Mec regulamenta programa juros por educação e amplia formação técnica

Portaria define regras para redução de juros das dívidas estaduais em troca de investimentos no ensino técnico. Medida busca ampliar vagas e melhorar a infraestrutura da educação profissional.

O Ministério da Educação publicou nesta terça-feira (30), no Diário Oficial da União, a portaria que regulamenta o programa Juros por Educação. A norma estabelece as diretrizes para que estados e o Distrito Federal possam reduzir os juros de suas dívidas com a União mediante investimentos na educação profissional e tecnológica de nível médio.

A iniciativa prevê a ampliação de matrículas em cursos técnicos e a melhoria da infraestrutura das redes estaduais de ensino, alinhando-se às metas do Plano Nacional de Educação.

Objetivo do programa

O programa federal tem como foco ampliar a produtividade e criar novas oportunidades profissionais, por meio da expansão da educação técnica ofertada pelos estados.

Serão beneficiados estudantes do ensino médio integrado ou concomitante à educação profissional, pessoas que já concluíram o ensino médio e desejam cursar formação técnica subsequente, além de alunos da educação de jovens e adultos integrados à formação profissional.

Metas e critérios

Após a renegociação das dívidas, estados e o Distrito Federal deverão pactuar com o MEC metas anuais de implantação e expansão de matrículas.
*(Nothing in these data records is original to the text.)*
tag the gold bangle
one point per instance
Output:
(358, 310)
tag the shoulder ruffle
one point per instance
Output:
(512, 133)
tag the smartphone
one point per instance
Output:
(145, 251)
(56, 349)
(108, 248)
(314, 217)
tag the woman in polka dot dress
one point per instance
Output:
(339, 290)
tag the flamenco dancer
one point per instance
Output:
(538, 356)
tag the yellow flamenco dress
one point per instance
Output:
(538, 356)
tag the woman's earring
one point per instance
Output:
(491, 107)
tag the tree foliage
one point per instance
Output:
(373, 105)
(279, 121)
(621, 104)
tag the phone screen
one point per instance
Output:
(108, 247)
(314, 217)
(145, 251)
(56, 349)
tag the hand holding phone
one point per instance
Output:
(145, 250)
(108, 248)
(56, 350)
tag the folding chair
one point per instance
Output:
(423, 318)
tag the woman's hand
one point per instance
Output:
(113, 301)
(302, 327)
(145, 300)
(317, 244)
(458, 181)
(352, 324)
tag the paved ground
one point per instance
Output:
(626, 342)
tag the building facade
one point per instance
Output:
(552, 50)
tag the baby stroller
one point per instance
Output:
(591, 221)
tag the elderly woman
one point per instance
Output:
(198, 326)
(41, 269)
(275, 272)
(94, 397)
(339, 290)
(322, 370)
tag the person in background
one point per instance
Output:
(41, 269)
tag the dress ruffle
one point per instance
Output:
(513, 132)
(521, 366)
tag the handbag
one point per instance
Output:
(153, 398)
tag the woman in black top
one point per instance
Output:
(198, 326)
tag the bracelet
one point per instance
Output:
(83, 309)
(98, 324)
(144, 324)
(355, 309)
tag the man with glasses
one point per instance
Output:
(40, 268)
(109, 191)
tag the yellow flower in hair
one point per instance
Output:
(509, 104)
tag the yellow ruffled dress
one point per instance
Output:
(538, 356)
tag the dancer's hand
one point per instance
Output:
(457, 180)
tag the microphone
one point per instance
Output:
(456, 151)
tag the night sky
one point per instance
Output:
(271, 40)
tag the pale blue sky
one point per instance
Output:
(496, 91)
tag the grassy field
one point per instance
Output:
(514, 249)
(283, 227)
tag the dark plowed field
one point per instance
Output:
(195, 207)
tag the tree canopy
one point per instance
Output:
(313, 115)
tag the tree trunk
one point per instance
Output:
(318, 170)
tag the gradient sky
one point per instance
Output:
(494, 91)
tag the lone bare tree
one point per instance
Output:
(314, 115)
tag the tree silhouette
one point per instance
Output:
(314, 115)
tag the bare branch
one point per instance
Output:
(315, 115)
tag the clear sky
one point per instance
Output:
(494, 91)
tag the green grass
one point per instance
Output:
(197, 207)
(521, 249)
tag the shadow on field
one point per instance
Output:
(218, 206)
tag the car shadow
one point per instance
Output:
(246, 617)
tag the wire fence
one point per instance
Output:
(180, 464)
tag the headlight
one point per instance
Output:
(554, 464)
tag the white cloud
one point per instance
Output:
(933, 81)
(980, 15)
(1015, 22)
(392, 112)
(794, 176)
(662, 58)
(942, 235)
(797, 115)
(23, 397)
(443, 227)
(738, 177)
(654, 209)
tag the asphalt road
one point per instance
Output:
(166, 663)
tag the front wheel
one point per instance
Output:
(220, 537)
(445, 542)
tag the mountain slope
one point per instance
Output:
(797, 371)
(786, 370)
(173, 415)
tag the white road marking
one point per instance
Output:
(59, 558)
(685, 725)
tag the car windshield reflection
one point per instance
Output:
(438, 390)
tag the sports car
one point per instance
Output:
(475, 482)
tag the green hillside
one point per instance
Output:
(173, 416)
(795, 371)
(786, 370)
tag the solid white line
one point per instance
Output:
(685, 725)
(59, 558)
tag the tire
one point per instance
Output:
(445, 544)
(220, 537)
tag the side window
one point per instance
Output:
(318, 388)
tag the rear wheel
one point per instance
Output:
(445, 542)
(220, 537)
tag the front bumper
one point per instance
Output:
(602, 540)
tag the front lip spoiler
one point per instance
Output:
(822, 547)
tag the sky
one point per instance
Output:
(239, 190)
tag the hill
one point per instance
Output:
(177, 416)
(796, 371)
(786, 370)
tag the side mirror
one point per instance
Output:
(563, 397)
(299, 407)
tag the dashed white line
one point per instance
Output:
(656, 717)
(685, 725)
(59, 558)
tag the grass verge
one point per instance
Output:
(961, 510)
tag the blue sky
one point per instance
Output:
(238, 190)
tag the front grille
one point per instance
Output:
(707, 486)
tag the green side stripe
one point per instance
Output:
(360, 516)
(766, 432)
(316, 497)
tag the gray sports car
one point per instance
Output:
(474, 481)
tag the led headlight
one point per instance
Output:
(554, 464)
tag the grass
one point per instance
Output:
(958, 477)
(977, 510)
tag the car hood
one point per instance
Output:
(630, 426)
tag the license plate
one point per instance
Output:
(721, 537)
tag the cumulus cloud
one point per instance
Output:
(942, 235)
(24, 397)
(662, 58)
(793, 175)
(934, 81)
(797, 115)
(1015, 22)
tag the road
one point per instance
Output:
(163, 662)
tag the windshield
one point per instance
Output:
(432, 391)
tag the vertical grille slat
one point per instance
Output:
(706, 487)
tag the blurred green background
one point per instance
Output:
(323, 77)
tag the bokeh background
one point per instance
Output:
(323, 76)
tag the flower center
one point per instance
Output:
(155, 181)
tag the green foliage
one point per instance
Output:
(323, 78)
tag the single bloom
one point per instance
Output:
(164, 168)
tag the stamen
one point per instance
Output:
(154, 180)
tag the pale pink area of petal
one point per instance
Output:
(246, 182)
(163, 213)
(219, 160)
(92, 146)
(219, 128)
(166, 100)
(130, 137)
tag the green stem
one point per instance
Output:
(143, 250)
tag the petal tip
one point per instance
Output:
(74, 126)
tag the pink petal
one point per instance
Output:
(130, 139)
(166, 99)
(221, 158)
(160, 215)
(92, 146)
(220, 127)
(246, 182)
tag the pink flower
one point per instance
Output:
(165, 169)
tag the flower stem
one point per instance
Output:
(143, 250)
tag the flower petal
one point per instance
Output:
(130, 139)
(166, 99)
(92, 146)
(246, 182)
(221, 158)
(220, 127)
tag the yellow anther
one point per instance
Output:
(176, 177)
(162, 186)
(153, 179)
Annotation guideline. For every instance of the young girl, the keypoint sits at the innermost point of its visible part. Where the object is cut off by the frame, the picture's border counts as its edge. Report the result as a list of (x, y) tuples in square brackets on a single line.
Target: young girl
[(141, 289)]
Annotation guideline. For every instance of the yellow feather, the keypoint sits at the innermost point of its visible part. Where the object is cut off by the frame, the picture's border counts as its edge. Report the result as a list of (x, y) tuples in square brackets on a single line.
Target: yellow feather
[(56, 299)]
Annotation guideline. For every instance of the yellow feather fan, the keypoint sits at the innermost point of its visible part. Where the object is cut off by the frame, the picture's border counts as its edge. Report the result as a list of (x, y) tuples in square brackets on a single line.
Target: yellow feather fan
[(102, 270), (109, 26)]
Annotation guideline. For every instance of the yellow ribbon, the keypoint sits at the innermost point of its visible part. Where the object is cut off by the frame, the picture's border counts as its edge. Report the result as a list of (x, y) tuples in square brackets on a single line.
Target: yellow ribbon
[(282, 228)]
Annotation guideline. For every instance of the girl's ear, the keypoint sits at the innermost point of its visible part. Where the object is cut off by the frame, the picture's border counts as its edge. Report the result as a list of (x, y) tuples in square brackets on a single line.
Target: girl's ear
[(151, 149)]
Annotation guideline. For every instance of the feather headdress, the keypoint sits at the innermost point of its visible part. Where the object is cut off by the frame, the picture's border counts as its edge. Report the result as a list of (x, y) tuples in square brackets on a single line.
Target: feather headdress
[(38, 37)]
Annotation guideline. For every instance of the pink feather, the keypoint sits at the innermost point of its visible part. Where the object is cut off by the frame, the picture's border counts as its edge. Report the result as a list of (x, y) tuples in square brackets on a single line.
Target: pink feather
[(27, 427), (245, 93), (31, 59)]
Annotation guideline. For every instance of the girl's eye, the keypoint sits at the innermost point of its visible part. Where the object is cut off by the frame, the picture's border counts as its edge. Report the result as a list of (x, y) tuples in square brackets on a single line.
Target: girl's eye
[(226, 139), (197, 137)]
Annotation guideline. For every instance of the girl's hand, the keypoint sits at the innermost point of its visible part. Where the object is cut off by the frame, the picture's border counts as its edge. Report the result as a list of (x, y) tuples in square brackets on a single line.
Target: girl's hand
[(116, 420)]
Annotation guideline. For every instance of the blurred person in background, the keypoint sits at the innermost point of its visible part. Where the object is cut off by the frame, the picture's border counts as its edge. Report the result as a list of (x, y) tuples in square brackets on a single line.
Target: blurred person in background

Os objetivos levam em conta o déficit de vagas em cada unidade da federação e dados populacionais do Censo Demográfico de 2022.

A portaria determina que apenas matrículas criadas após a adesão ao programa serão consideradas para o cumprimento das metas, sendo obrigatório o registro de frequência dos estudantes.

Em caso de descumprimento anual, o saldo de matrículas pendentes será redistribuído para os anos seguintes.

Aplicação dos recursos

Os estados deverão destinar, no mínimo, 60% da economia obtida com a renegociação da dívida ao ensino técnico. Em situações excepcionais, o percentual poderá ser reduzido para 30%.

Os recursos poderão ser utilizados em:

  • capital, como obras, ampliações de escolas e aquisição de equipamentos e tecnologia;
  • custeio, incluindo pagamento de pessoal, material didático, bolsas de permanência e formação de professores.

Planejamento e transparência

Cada estado deverá apresentar anualmente um Plano de Aplicação detalhado, informando onde e como os recursos serão investidos, com cronograma físico-financeiro. O documento deve ser enviado ao MEC em até 30 dias após a adesão.

Também será obrigatória a publicação de balanços semestrais e o envio de relatório anual ao ministério. Todas as matrículas e planos deverão ser registrados e validados no sistema nacional da educação profissional.

Parcerias e responsabilidade

Os cursos poderão ser ofertados diretamente pelos estados ou em parceria com instituições como o Sistema S e escolas privadas. A responsabilidade pela qualidade e fiscalização permanecerá com a unidade da federação.

Integração com a política fiscal

O Juros por Educação integra o Programa de Pleno Pagamento de Dívidas dos Estados, instituído por lei complementar em 2025, permitindo a renegociação de débitos com foco em áreas estratégicas, como a educação profissional.

Com a medida, o governo federal pretende fortalecer a formação de jovens para o mercado de trabalho e estimular a inclusão social e econômica por meio da educação.